The policy undertook to protect the insured, among other things, against loss or death occasioned:
'* * * as a result of a collision or accident to any * * * private motor driven automobile or private motor driven truck inside of which the insured is riding or driving on a public highway * * *.'
Liability was expressly limited as follows:
'No claim shall be paid under this policy * * * unless there shall be some external and visible injury or damage to the vehicle or conveyance, other than damage or injury to the tires. * * *.'
In Life & Casualty Ins. Co. of Tennessee v. Roland, 45 Ga.App. 467, 165 S.E. 293, 294, the court had before it an accident policy containing provisions similar to those in the instant case. It was there held that liability attached under the policy where the insured's death resulted from being thrown from a moving truck upon which he was a passenger. We quote from the opinion:
'The word 'accident,' in its most commonly accepted meaning, denotes an event that takes place without one's foresight or expectation; an event which proceeds from an unknown cause; or an unusual effect of a known cause, and therefore not expected. 1 C.J. 390; Southern Ry. Co. v. Hill, 125 Ga. 354, 361, 54 S.E. 113. Where an automobile truck on which the insured was riding skidded as the driver applied the brakes on turning from the road to go to a filling station, throwing the insured from the truck to the pavement, crushing his skull and producing injuries from which he died, his death was the result of an accident to the automobile truck, within the meaning of the provisions of the policy of insurance quoted above. * * *'
Also, see State ex rel. Tobin v. Independent Life Ins. Co. of America, 170 Tenn. 105, 92 S.W.2d 407.
The evidence concerning the accident is not in controversy. The operator of the truck lost control of the truck while it was traveling at a moderate rate of speed on a state highway. The assured was thrown from the truck onto the road where the truck passed over his body causing his death. Immediately thereafter the truck was wrecked by running into an embankment.
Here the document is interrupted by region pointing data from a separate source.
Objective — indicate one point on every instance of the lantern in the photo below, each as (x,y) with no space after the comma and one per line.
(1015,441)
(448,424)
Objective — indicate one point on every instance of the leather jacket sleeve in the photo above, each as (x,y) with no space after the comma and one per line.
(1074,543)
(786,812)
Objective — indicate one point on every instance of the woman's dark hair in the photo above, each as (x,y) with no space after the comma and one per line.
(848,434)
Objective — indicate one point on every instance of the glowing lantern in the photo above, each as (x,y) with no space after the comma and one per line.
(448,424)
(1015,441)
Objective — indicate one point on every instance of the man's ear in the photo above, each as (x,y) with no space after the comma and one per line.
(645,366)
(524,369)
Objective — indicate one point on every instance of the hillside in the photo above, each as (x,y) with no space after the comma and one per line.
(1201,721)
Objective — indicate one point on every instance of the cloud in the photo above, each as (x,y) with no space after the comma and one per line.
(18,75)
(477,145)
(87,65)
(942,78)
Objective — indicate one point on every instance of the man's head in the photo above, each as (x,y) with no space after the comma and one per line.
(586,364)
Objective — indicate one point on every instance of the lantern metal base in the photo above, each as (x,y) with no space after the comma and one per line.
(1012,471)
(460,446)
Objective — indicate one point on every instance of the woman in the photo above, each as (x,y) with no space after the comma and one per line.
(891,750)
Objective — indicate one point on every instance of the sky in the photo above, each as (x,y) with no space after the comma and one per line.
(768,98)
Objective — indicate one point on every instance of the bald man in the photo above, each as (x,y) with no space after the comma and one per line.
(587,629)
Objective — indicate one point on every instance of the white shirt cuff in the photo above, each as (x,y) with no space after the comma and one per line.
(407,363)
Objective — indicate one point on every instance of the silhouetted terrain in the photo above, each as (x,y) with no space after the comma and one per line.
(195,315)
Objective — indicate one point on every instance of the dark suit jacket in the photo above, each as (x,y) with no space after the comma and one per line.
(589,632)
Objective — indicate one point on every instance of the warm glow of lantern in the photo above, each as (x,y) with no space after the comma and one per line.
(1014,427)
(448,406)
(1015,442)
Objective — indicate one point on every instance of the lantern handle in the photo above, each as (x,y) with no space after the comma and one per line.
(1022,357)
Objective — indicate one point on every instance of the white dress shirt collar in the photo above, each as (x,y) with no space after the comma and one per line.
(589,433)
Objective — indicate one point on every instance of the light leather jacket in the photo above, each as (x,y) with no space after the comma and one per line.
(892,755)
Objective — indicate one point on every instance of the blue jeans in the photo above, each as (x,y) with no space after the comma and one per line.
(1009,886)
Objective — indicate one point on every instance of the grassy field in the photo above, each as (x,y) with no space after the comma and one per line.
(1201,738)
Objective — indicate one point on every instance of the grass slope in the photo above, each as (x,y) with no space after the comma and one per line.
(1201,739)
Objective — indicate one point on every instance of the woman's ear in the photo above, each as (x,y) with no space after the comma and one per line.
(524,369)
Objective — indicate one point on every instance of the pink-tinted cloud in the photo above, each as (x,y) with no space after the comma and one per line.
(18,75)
We have no difficulty in concluding that the occurrence of these events constitutes an accident to the truck in question within the meaning of the terms of the policy. We further find that the assured's death and the damage caused to the truck were the dual results of the same causation and no separation can reasonably be made between them for the purpose of determining liability under the policy.